Containers are on fire as enterprises ramp up adoption
Container technology is rapidly transforming the way enterprises develop and deliver applications, and adoption is set to ramp up spectacularly in the next year, even as obstacles towards adoption persist.
A new report from the Cloud Foundry Foundation, Hope Versus Reality: Containers in 2016, shows that 16 percent of all organizations are already using containers in production. But research firm ClearPath Strategies, which carried out the survey on behalf of the Cloud Foundry Foundation, said we’re only now just starting to see the shift in those looking to move into production.
“Another 64 percent [of organizations] are expecting to move into production in the next year,” said Abby Kearns, vice president of Industry Strategy at the Cloud Foundry Foundation, in a statement to Datamation.
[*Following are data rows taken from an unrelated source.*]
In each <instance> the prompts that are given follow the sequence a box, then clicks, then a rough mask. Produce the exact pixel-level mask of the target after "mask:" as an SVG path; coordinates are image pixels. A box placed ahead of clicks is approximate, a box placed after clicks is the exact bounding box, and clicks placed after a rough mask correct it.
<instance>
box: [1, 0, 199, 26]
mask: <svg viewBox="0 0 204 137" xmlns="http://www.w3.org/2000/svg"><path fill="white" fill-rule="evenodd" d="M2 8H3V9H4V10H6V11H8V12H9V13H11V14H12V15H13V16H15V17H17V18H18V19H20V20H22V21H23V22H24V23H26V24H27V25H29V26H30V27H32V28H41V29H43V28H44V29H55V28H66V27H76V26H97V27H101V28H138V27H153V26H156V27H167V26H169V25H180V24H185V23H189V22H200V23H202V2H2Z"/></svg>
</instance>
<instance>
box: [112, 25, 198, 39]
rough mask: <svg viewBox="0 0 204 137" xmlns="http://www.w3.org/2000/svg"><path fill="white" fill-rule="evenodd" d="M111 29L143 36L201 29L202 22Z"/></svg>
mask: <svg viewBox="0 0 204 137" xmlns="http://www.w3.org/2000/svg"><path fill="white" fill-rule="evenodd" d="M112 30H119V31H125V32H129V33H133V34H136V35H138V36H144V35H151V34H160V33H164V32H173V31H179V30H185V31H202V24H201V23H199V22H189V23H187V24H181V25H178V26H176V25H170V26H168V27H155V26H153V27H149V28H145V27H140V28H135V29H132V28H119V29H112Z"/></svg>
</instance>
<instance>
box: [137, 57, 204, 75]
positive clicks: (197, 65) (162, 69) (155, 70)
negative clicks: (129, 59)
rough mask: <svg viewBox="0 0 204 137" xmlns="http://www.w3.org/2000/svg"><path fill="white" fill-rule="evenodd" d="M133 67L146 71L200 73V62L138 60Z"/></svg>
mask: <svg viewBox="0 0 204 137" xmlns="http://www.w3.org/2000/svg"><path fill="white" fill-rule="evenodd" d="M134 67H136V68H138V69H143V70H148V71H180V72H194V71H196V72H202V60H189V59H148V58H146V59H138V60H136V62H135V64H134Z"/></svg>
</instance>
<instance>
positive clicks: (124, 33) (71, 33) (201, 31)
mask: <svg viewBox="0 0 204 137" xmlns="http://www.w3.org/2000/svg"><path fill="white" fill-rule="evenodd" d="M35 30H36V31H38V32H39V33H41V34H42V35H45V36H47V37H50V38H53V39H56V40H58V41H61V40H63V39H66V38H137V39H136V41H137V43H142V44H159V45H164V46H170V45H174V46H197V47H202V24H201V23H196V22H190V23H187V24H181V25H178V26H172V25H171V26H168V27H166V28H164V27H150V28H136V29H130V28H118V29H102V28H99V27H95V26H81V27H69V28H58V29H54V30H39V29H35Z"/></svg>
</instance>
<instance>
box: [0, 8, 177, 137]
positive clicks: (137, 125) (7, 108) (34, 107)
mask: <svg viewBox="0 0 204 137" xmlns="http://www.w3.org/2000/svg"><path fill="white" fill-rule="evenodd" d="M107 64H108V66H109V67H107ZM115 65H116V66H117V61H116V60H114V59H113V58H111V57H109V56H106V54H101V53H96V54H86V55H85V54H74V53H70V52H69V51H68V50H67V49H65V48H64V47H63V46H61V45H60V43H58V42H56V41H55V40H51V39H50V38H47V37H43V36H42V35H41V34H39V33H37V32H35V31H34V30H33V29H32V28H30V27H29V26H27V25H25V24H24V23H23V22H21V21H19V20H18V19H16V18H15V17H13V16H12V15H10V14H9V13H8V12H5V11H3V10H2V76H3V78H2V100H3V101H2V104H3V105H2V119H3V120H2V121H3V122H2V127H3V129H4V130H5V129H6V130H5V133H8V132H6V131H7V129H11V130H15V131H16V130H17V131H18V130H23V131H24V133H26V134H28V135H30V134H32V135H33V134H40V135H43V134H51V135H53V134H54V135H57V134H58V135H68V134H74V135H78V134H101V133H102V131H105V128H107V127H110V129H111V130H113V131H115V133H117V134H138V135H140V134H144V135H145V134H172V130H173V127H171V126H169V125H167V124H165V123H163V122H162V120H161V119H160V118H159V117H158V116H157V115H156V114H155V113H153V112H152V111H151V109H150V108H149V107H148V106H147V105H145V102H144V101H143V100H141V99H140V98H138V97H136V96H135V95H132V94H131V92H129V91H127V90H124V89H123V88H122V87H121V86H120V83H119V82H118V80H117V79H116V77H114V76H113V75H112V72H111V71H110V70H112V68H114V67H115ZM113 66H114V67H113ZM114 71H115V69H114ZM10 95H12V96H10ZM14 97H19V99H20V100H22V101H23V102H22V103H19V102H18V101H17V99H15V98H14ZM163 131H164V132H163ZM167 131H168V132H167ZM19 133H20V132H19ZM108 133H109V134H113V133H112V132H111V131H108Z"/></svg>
ClearPath quizzed a total of 711 IT decision makers at organizations with at least 100 employees in seven countries (the U.S., Canada, the U.K., Germany, China, Japan and South Korea) for the survey, finding that the most popular use case for containers was in application development environments (54 percent of respondents). Other popular use cases include containers being used as a lightweight approach to resource sharing (42 percent), as a means to operate versioned runtimes (36 percent), as an operating system (33 percent), and as a replacement for virtual machines (30 percent).
But although containers are exciting developers in organizations across the globe the technology is also creating new challenges to be overcome. Some 50 percent of respondents cited container management as the top challenge, while issues such as monitoring (38 percent), persistent storage (36 percent) and security and isolation (30 percent) were all causing big headaches too.
The findings of the Cloud Foundry Foundation’s report were backed up by a second independent study on container adoption published this week by ClusterHQ, which found that container usage for production workloads jumped 96 percent over the last year. That report also warned of roadblocks in the way of adoption however, citing persistent storage as the top challenge.
The ClusterHQ study also took a deeper dive into who is using what in the container ecosystem. To no one’s surprise, Docker Inc.’s container engine technology remains the most popular by a wide margin, used by a massive 94 percent of respondents. However things are much more competitive when we look at container orchestration and management tools. Currently, Google’s Kubernetes platform is the top choice, used by 40 percent of organizations. However, other platforms including Docker Swarm (30 percent), Amazon Web Services’ EC2 Container Service (24 percent) and Apache Mesos (15 percent) are also gaining traction, in an illustration of the explosive growth in the segment as a whole. Some 32 percent of firms also said they were using “internally developed tools” for container orchestration and management.
“This indicates that people are still experimenting with multiple container managers to figure out which is the right tool for the job,” ClusterHQ noted in a statement. “The uptake in the use of Kubernetes provides market evidence that Google’s investment in the industry has paid off in a short amount of time.”